According to another approach, a tubular surface design is provided having a configuration allowing change in annular volume based upon the traditional cambered airfoil mathematics, which is bi-directional rather than uni-directional as the cambered airfoil; said surface configured to generate differing fluid velocities irrespective of fluid motion being upwards, towards the surface or down, towards the end of the wellbore, of a drill string axis.

According to another approach the tubular surface can have the orientation of the reduced cross section functions with fluid movement towards the surface of a wellbore.

According to another approach the tubular surface design can have the orientation of the reduced cross section functions with fluid movement towards the bottom of a wellbore.

According to another approach the tubular surface design can have the cambered airfoil feature disposed on drill pipe tubulars.

According to another approach the tubular surface design can have the cambered airfoil feature disposed on a drill collar.

According to another approach the tubular surface design can have the cambered airfoil feature disposed on a downhole motor housing, measurement while drilling tool housing or logging while drilling tool housing.

According to another approach the tubular surface design can have the cambered airfoil feature disposed on a hole opener, under-reamer or similar earth removal tool body.

According to another approach the tubular design can have the cambered airfoil feature disposed on a stabilizer or hole-conditioning tool.

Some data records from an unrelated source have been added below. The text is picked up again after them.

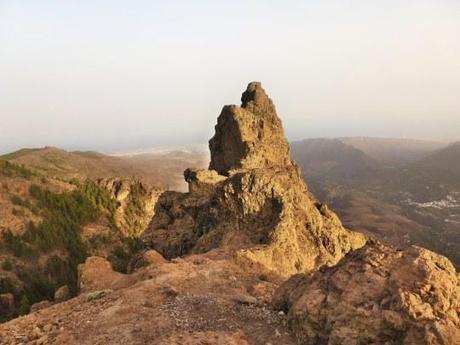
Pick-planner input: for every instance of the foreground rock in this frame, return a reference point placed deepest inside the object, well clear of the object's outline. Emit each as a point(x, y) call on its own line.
point(97, 274)
point(205, 299)
point(261, 210)
point(376, 295)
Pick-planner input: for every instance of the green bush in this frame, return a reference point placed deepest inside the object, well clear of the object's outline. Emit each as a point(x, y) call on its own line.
point(7, 265)
point(14, 170)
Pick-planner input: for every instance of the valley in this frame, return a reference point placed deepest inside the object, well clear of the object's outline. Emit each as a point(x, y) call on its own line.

According to another approach the cambered airfoil feature can be disposed on a crossover sub, pulsing sub, dampening sub, drilling jars or other downhole tool body or combinations thereof.

According to another approach the tubular surface design can have the cambered airfoil feature disposed on drill pipe tubulars.

According to another approach the tubular surface design can have the cambered airfoil feature disposed on a drill collar.

According to another approach the tubular surface design can have the cambered airfoil feature disposed on a downhole motor housing, measurement while drilling tool housing or logging while drilling tool housing.

According to another approach the tubular surface design can have the cambered airfoil feature disposed on a hole opener, under-reamer or similar earth removal tool body.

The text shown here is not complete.